The organization is being cautious because its projection is based on a survey of drivers' intentions conducted last month - when gasoline prices were almost double their current levels.

Ragina Averella, a spokeswoman for AAA, said that the Wednesday before Thanksgiving continues to be the most congested travel day of the year - closely followed by the Sunday after the holiday. But she said more people appear to be traveling early to avoid those peak days.

"People are definitely spreading it out more and more," Averella said.

At Baltimore-Washington International Thurgood Marshall Airport, officials were expecting about 77,500 passengers to pass through the terminals today and about 79,500 Sunday. The average daily passenger traffic is 57,000.

BWI spokesman Jonathan Dean said the airport's forecast of 486,000 travelers for the week ending Monday amounts to a 2 1/2 percent drop from last year's Thanksgiving week. He noted that some airlines have cut flights under pressure from a slowing economy.

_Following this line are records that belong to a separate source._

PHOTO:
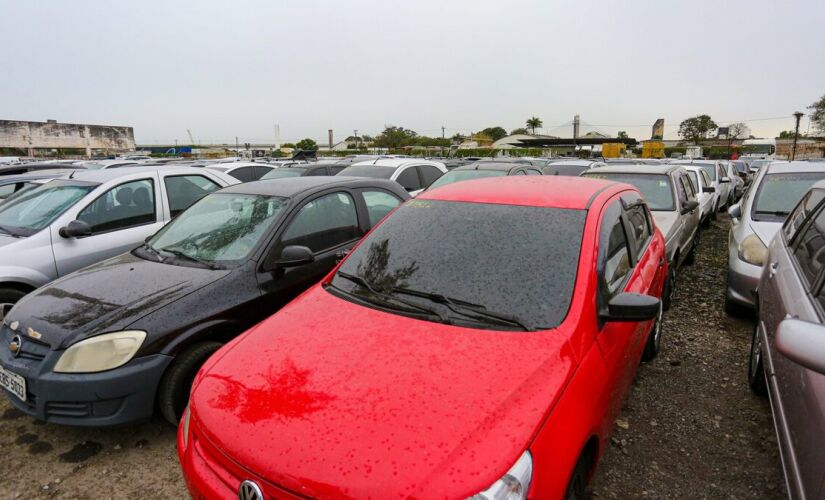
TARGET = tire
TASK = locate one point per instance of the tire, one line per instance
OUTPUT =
(10, 295)
(577, 487)
(173, 394)
(669, 289)
(654, 338)
(756, 366)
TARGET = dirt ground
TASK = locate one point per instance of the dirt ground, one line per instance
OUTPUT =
(689, 429)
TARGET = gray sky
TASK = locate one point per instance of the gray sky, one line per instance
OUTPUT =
(235, 68)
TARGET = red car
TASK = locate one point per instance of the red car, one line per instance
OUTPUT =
(479, 341)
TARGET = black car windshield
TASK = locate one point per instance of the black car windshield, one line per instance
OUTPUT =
(509, 261)
(779, 193)
(283, 173)
(465, 175)
(26, 213)
(373, 171)
(655, 188)
(220, 228)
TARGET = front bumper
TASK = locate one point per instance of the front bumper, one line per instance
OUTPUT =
(114, 397)
(743, 278)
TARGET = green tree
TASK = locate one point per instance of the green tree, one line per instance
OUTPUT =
(307, 145)
(395, 137)
(533, 123)
(494, 133)
(817, 115)
(696, 128)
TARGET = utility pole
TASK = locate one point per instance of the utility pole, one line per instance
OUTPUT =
(798, 115)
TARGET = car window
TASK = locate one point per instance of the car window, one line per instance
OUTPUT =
(379, 204)
(810, 248)
(127, 205)
(797, 218)
(184, 190)
(409, 179)
(323, 223)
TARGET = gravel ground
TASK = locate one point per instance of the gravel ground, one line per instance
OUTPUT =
(689, 429)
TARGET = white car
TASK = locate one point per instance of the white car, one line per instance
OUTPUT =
(704, 193)
(414, 175)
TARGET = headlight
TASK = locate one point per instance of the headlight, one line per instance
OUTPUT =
(100, 353)
(752, 250)
(513, 485)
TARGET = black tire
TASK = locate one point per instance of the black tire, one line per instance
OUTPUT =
(669, 288)
(173, 393)
(756, 367)
(654, 338)
(10, 295)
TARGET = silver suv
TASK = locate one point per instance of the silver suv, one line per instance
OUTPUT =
(89, 216)
(789, 343)
(756, 219)
(671, 198)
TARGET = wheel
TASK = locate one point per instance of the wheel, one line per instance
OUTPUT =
(577, 487)
(670, 288)
(654, 338)
(10, 295)
(173, 394)
(756, 367)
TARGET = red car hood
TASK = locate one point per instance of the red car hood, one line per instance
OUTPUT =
(331, 399)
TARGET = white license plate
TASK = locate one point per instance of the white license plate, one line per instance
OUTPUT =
(13, 383)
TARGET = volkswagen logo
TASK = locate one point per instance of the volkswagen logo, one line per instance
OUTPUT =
(250, 491)
(16, 345)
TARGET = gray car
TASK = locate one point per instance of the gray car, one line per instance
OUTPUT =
(86, 217)
(756, 219)
(787, 360)
(671, 198)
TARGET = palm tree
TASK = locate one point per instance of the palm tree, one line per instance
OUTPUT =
(534, 123)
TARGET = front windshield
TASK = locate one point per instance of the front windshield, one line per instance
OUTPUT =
(481, 261)
(465, 175)
(655, 188)
(779, 193)
(221, 227)
(283, 173)
(25, 213)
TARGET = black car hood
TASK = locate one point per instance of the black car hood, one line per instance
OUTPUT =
(108, 296)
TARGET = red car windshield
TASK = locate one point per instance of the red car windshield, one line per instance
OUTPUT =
(480, 265)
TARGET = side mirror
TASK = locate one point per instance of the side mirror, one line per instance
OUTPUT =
(75, 229)
(632, 307)
(803, 343)
(689, 206)
(295, 255)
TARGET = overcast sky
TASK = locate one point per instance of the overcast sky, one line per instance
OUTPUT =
(236, 68)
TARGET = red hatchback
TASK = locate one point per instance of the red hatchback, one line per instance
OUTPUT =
(479, 341)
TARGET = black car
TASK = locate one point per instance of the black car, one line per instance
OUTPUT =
(315, 169)
(107, 344)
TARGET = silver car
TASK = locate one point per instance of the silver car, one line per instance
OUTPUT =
(672, 200)
(89, 216)
(757, 217)
(787, 360)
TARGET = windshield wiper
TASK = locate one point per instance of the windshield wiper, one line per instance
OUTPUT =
(358, 280)
(183, 256)
(465, 308)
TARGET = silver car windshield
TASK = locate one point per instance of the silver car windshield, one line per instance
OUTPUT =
(33, 210)
(221, 227)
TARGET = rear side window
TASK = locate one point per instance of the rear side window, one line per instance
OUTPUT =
(184, 190)
(127, 205)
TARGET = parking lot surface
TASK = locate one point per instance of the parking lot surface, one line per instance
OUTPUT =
(689, 429)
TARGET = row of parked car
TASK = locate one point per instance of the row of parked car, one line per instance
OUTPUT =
(338, 337)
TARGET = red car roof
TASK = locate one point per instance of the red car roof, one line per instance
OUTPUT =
(551, 191)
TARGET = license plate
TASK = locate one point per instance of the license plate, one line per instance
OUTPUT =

Dean said there is no need for travelers to arrive earlier than the 90 minutes ahead of departure usually recommended for domestic flights.

"BWI operates really very efficiently. The security checkpoints seem to move well even on busy holiday periods," he said.

Amtrak was expecting to carry 128,000 passengers in the United States today, 65 percent more than an average Wednesday. Based on strong reservations figures, it was expecting no drop-off from its ridership of 665,000 during last year's Thanksgiving week.